MONTREAL - A veteran British Columbia airport security screener has been charged and quietly convicted after being caught red-handed stealing a $100 bill from a passenger's bag at a security checkpoint.
A second security screener at Ottawa International Airport hastily resigned his job after he was caught taking home a laptop left behind by a distracted passenger.
The two incidents have emerged during QMI Agency's ongoing investigation into rogue airport security screeners who've stolen from Canadian airline passengers.
No announcement was made in the cases by the RCMP, which arrested the Vancouver screener, or by the Canadian Air Transport Security Authority (CATSA), the federal Crown corporation that oversees pre-flight security operations at the nation's airports.
CATSA officials told QMI Agency last year that they were "unaware" of any Canadian airport security screeners ever being arrested or convicted for stealing from airline passengers and insisted they kept no records about such cases.
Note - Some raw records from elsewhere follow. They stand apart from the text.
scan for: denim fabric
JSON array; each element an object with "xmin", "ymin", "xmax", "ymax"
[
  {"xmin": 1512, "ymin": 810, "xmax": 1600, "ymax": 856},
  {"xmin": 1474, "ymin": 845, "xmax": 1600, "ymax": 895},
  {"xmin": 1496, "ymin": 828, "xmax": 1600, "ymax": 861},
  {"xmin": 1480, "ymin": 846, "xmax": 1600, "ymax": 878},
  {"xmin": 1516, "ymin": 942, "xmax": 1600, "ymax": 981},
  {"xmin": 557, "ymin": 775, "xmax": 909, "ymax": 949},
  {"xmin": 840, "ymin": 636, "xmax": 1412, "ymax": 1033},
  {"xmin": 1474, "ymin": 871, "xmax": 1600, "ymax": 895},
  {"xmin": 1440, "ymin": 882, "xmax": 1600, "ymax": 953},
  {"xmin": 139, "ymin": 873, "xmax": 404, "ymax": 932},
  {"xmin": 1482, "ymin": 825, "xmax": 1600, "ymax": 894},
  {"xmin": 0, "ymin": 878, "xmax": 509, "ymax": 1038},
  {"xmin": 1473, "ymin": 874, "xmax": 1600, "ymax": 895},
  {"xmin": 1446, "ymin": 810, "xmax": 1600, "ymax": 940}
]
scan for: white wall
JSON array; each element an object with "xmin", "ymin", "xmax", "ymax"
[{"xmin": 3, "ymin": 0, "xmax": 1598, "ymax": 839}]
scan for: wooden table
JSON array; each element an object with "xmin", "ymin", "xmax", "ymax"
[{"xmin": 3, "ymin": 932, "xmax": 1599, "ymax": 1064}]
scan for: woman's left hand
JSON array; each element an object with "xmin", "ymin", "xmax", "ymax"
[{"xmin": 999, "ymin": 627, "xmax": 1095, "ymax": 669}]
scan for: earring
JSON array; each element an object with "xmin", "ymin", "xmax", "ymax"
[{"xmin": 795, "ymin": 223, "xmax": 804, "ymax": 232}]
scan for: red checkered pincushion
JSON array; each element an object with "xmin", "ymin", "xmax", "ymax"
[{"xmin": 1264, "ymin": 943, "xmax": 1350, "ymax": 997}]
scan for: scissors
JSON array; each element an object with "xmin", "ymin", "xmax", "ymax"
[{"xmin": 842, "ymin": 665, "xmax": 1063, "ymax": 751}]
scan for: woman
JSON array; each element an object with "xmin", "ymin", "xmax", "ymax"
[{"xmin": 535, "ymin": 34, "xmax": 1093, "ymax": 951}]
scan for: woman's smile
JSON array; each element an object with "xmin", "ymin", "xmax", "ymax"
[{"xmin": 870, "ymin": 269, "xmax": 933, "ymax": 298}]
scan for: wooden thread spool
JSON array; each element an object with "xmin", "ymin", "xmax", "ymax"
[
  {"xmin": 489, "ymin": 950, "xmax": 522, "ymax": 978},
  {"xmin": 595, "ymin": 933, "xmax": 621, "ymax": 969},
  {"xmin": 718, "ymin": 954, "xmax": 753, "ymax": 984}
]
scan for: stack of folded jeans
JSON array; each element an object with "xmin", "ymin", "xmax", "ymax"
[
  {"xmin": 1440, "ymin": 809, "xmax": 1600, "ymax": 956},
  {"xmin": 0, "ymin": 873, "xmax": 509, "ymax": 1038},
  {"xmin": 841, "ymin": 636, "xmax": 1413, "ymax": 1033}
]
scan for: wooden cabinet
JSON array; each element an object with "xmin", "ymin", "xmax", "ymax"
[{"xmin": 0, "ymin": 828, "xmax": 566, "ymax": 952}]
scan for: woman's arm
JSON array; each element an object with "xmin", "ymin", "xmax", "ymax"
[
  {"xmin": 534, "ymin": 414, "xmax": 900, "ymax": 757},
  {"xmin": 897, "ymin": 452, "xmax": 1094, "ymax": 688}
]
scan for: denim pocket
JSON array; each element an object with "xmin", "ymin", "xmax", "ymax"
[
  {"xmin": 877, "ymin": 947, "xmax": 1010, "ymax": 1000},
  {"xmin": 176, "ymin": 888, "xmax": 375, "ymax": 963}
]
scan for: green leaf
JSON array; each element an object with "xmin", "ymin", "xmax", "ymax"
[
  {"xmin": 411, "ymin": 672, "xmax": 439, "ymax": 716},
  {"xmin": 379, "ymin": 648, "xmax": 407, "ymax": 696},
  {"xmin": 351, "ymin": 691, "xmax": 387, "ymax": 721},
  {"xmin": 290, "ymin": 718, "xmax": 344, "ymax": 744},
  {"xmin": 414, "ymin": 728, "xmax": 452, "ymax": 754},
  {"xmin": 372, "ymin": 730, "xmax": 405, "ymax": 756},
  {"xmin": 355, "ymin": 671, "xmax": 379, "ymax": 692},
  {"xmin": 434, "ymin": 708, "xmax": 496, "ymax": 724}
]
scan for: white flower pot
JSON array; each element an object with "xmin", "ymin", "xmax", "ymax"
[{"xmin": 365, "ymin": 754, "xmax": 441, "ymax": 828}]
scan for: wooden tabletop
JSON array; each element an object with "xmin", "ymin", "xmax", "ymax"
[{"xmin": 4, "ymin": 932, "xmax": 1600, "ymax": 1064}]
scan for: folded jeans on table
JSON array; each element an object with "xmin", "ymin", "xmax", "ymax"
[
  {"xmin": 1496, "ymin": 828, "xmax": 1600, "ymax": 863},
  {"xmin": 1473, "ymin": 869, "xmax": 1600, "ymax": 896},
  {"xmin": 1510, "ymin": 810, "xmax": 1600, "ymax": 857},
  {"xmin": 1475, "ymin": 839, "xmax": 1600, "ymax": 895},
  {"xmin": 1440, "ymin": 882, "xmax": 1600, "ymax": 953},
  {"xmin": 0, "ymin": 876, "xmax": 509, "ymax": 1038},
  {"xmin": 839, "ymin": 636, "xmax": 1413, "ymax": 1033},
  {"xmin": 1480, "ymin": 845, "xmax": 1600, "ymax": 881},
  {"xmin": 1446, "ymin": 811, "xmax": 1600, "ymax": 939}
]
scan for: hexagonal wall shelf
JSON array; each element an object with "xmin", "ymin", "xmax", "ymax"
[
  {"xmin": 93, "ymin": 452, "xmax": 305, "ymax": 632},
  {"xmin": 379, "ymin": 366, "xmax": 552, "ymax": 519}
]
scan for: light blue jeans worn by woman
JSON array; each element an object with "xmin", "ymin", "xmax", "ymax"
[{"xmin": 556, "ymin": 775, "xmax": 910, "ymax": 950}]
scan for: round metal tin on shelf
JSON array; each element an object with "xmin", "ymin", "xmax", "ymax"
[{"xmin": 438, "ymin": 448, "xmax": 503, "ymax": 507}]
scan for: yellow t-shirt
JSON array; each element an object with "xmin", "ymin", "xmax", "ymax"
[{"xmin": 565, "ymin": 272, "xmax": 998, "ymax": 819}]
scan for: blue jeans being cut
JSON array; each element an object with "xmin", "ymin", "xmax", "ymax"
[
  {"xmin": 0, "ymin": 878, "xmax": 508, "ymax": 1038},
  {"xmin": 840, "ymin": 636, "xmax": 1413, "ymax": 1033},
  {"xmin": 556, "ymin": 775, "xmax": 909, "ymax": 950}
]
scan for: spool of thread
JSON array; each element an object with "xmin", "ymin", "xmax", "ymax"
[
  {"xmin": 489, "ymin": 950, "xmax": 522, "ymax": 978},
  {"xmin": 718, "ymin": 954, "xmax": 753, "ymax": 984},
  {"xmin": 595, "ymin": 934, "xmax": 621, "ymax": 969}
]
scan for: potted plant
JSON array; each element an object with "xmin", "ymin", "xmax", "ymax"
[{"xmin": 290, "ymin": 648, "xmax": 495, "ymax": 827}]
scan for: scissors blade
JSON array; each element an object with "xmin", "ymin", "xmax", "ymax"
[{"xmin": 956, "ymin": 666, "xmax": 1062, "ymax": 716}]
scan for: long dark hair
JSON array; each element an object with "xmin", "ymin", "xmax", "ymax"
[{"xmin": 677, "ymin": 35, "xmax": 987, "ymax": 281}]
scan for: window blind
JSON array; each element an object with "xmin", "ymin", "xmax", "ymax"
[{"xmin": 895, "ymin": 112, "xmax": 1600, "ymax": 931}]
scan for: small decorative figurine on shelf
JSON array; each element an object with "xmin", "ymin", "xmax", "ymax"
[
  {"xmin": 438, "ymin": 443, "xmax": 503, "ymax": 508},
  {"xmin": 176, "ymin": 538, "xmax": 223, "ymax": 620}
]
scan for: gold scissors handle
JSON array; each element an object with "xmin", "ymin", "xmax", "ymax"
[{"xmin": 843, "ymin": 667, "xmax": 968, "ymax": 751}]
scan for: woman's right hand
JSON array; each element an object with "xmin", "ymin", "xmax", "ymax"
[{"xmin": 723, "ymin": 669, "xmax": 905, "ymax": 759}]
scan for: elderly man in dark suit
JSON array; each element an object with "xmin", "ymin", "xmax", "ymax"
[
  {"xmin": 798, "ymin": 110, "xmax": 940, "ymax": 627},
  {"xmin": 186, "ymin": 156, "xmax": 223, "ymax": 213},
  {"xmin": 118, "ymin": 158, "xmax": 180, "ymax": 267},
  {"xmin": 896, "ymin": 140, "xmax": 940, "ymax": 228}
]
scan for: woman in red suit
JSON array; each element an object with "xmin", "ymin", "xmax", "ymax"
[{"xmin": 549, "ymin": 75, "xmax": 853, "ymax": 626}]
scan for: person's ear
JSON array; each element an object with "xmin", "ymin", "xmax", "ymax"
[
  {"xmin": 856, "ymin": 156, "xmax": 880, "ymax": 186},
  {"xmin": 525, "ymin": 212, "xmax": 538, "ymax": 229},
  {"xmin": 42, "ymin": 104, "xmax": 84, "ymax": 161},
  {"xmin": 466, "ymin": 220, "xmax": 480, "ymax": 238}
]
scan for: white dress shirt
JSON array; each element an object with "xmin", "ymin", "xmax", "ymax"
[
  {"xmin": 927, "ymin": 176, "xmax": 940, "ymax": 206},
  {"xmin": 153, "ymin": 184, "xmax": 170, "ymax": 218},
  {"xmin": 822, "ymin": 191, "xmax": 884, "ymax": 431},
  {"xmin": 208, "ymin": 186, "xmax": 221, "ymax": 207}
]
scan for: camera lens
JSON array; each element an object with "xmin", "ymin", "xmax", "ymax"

QMI has found otherwise.
Last fall, QMI revealed the case of Denis Bouffard, a Montreal security screener caught stealing from passengers at Trudeau International Airport for eight months in 2002.
Bouffard was convicted in 2003 and alleged that other Montreal screeners also stole with impunity.
The newly discovered Vancouver and Ottawa cases, together with the Bouffard conviction, are examples of a little-known, but national theft problem at Canada's airports.
Mary Susan Fernandes, the screener at Vancouver International Airport, was arrested for theft in February 2008 following an RCMP probe. Fernandes had worked there since 2002.
Fernandes was caught trying to swipe a $100 bill from a bag belonging to passenger Kin Wa Amy Leung during a search at a pre-flight security area, court records and CATSA reports state.
Leung confronted Fernandes and the screener returned the money to Leung, claiming she removed it during the search and forgot to return it, a CATSA report states.
Leung complained to Aeroguard, a security company which employed Fernandes, and CATSA and the RCMP were called. Airport surveillance video was secured. The RCMP arrested Fernandes
Fernandes, 62, pleaded guilty to theft on Dec. 10, 2009, and received a conditional discharge, a year's probation and 20 hours community service. CATSA has barred her from screening work.
Reached in B.C., Fernandes said she's "retired" and denied robbing passengers.
Reports about the Fernandes case existed at CATSA, but the Crown corporation didn't disclose them to QMI Agency last year after a detailed Access to Information request for reports and complaints by passengers who alleged thefts and demanded compensation.
CATSA spokesman Mathieu Larocque said those records didn't surface when officials processed QMI Agency's request because they were classified differently in a database.
The Vancouver case never resulted in a complaint or compensation claim to CATSA.
"It was resolved at the checkpoint," Larocque said. "We did not intend to mislead anyone."
A TALE OF TWO AIRPORTS
Call it the tale of the two left-behind laptops, a story that highlights the different approach Canadian and U.S. authorities are taking to rogue airport security screeners.
Two passengers - one in Ottawa (2008), the other in Memphis (2010) - became distracted going through pre-flight security checkpoints and left behind laptops.
Both were desperate to get their laptops back and eventually did. But that's where the similarities between the two cases end.
The U.S. passenger returned to a Memphis Airport checkpoint to get his machine; the Canadian woman sent her spouse to the Ottawa airport, realizing her mistake only after she took off.
One Ottawa screener took the woman's laptop to an unidentified senior screener.
The senior Canadian screener initially claimed he took the laptop to lost and found. Neither the laptop, or any record of it being turned in, were found.
The screener's boss became concerned he was not telling the truth. The screener finally admitted taking it home in a bag.
The U.S screener, Ricky German, took the U.S. male passenger's computer. He removed identifying information, wrapped it in his coat and hid it, telling the passenger who lost it he knew nothing about its whereabouts, court documents state.
The Canadian was suspended and hastily quit his job before the Canadian Air Transport Security Authority decertified him. Neither his employer, Aeroguard, nor CATSA tells Ottawa Police.
Memphis Police tell German, the U.S. screener, they'll review airport surveillance video for possible clues. Soon after, German claims he "found" the missing laptop.
Police view the video anyways. German is fired, arrested and charged with theft and making a false statement. Convicted in U.S. Federal Court, he was sentenced to eight months jail on Jan. 27.